Question 55·Hard·Boundaries
Because solar storms can disable satellites, engineers attempt to design circuitry that can withstand intense _____ they cannot, however, shield every component from damage.
Which choice completes the text so that it conforms to the conventions of Standard English?
For boundary punctuation questions, first decide whether the text on each side of the blank is an independent clause. If both sides are complete clauses, eliminate the comma (comma splice) and choose between period vs. semicolon based on whether the following word must be capitalized. Use a colon only when the second part clearly explains or elaborates on the first.
Hints
Test the part after the blank
Is "they cannot, however, shield every component from damage" a complete clause (subject + verb)?
Test the part before the blank
After you fill in the missing word "radiation," does the first part contain a complete main clause (not just the opening "Because" phrase)?
Use capitalization as a clue
If you used a period, would the next word need to be capitalized?
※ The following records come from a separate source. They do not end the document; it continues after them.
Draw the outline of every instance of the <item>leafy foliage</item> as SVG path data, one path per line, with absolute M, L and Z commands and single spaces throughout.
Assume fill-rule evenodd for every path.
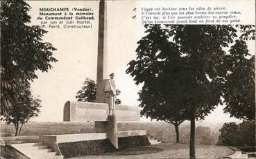
M 42 41 L 46 33 L 38 26 L 28 26 L 31 8 L 22 0 L 1 1 L 1 110 L 21 101 L 28 103 L 29 81 L 37 78 L 35 71 L 46 72 L 56 50 L 50 43 Z
M 218 144 L 233 147 L 255 146 L 255 121 L 247 121 L 239 125 L 226 122 L 219 130 Z
M 37 98 L 33 98 L 31 95 L 28 90 L 26 90 L 26 95 L 29 100 L 22 100 L 20 99 L 19 102 L 12 104 L 6 110 L 7 115 L 5 120 L 7 124 L 13 124 L 15 127 L 15 135 L 19 135 L 22 127 L 28 120 L 35 116 L 38 116 L 41 100 Z
M 216 105 L 222 104 L 221 97 L 227 103 L 225 112 L 231 115 L 250 118 L 253 115 L 249 113 L 255 113 L 251 111 L 255 110 L 255 95 L 250 95 L 255 94 L 254 56 L 246 58 L 250 56 L 246 40 L 255 39 L 255 26 L 145 28 L 147 35 L 137 42 L 137 59 L 129 62 L 126 70 L 137 84 L 144 83 L 139 93 L 142 114 L 161 120 L 191 120 L 190 158 L 194 158 L 194 120 L 203 120 Z M 240 37 L 237 29 L 241 32 Z M 230 53 L 225 52 L 228 47 Z M 246 75 L 239 80 L 241 73 Z M 236 82 L 231 84 L 233 80 Z M 241 88 L 246 91 L 233 102 L 242 92 Z M 237 115 L 241 110 L 244 112 Z
M 83 83 L 83 86 L 82 88 L 79 90 L 76 98 L 78 102 L 95 102 L 96 100 L 96 87 L 95 82 L 89 78 L 85 78 L 85 82 Z M 121 91 L 116 90 L 116 95 L 119 95 L 121 93 Z M 116 104 L 120 104 L 121 101 L 120 99 L 117 98 L 115 101 Z

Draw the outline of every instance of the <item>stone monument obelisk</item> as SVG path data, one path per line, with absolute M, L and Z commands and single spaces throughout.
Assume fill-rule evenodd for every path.
M 106 64 L 104 64 L 104 58 L 106 57 L 107 51 L 107 5 L 105 0 L 101 0 L 99 3 L 99 35 L 98 35 L 98 57 L 97 57 L 97 77 L 96 77 L 96 102 L 104 102 L 103 94 L 103 75 L 105 75 L 104 66 L 105 68 Z
M 105 95 L 105 84 L 108 80 L 103 80 L 105 75 L 106 62 L 104 60 L 107 52 L 107 4 L 105 0 L 101 0 L 99 3 L 99 37 L 98 37 L 98 57 L 97 57 L 97 77 L 96 77 L 96 102 L 99 103 L 106 102 Z M 104 64 L 105 63 L 105 64 Z M 110 103 L 108 103 L 110 105 Z M 109 110 L 108 122 L 95 121 L 95 131 L 99 131 L 101 128 L 107 127 L 108 138 L 111 143 L 118 149 L 117 122 L 114 114 L 110 113 L 114 110 Z

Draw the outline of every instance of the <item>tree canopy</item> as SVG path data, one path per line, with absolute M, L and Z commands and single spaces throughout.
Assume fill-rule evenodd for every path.
M 232 93 L 232 88 L 241 85 L 247 88 L 246 93 L 239 96 L 246 102 L 241 99 L 238 102 L 240 110 L 245 111 L 241 115 L 248 115 L 246 111 L 248 108 L 255 110 L 255 96 L 248 95 L 255 91 L 254 55 L 246 46 L 246 40 L 255 39 L 255 26 L 145 25 L 145 28 L 146 35 L 137 42 L 137 59 L 129 62 L 126 73 L 134 77 L 137 84 L 144 83 L 139 93 L 142 114 L 164 120 L 168 117 L 166 113 L 170 112 L 170 117 L 182 116 L 191 121 L 190 158 L 194 158 L 195 119 L 203 120 L 223 102 L 227 104 L 225 111 L 235 116 L 238 109 L 230 100 L 238 96 Z M 238 31 L 241 32 L 239 36 Z M 246 64 L 241 59 L 237 60 L 239 56 L 244 57 Z M 241 69 L 246 68 L 249 71 L 242 72 L 247 74 L 244 80 L 237 79 L 234 75 L 241 75 Z M 232 80 L 237 81 L 234 86 L 228 84 Z
M 7 124 L 12 123 L 15 125 L 15 136 L 20 135 L 22 127 L 30 119 L 38 116 L 40 108 L 42 107 L 40 99 L 33 97 L 29 90 L 26 90 L 25 93 L 29 100 L 21 99 L 19 102 L 13 103 L 6 109 L 7 115 L 5 120 Z
M 29 102 L 26 90 L 30 81 L 37 78 L 35 71 L 46 72 L 56 50 L 42 41 L 46 31 L 38 26 L 30 26 L 28 15 L 31 7 L 22 0 L 1 1 L 1 110 Z M 28 93 L 28 95 L 30 93 Z

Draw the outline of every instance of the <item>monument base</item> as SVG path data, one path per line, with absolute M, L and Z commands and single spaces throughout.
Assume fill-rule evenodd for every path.
M 64 158 L 99 155 L 107 152 L 150 145 L 146 131 L 118 131 L 117 149 L 106 133 L 78 133 L 40 136 L 40 142 L 47 145 Z
M 80 157 L 88 155 L 103 155 L 128 148 L 150 145 L 146 135 L 130 136 L 118 138 L 119 149 L 111 144 L 109 139 L 58 143 L 64 158 Z

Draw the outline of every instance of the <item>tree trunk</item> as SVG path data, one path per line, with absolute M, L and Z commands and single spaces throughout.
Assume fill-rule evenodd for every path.
M 23 126 L 23 123 L 22 124 L 22 126 L 20 126 L 20 129 L 19 129 L 19 136 L 20 135 L 20 132 L 22 131 L 22 126 Z
M 195 149 L 195 108 L 191 111 L 190 116 L 190 143 L 189 143 L 189 158 L 196 158 L 196 149 Z
M 15 124 L 15 136 L 18 135 L 19 133 L 19 124 Z
M 176 143 L 180 143 L 179 125 L 174 124 L 175 131 L 176 131 Z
What do you notice about "they" in the text?
Match punctuation to clause structure
When you have two independent clauses and you want them in the same sentence, which punctuation mark can do that cleanly?
Step-by-step Explanation
Identify what the blank is doing
The blank comes right after the word "intense" and right before "they cannot, however, shield every component from damage." So the choice must supply the missing word "radiation" and the punctuation that separates the two clauses.
Check whether both sides are complete clauses
- First part: "Because solar storms can disable satellites, engineers attempt to design circuitry that can withstand intense radiation" has a complete main clause (subject "engineers," verb "attempt").
- Second part: "they cannot, however, shield every component from damage" is also a complete independent clause (subject "they," verb phrase "cannot shield").
So you are separating two independent clauses.
Eliminate punctuation that doesn’t fit
- radiation, creates a comma splice because a comma alone cannot join two independent clauses.
- radiation: is used when what follows explains or lists what comes before; here the second clause contrasts with the first (signaled by "however"), so a colon is not appropriate.
- radiation. would start a new sentence, and the next word would need to be capitalized ("They"), but the text shows lowercase "they," and you cannot change capitalization.
Choose the correct boundary
A semicolon correctly joins two related independent clauses while keeping "they" lowercase:
"Because solar storms can disable satellites, engineers attempt to design circuitry that can withstand intense radiation; they cannot, however, shield every component from damage."
Therefore, the correct answer is radiation;.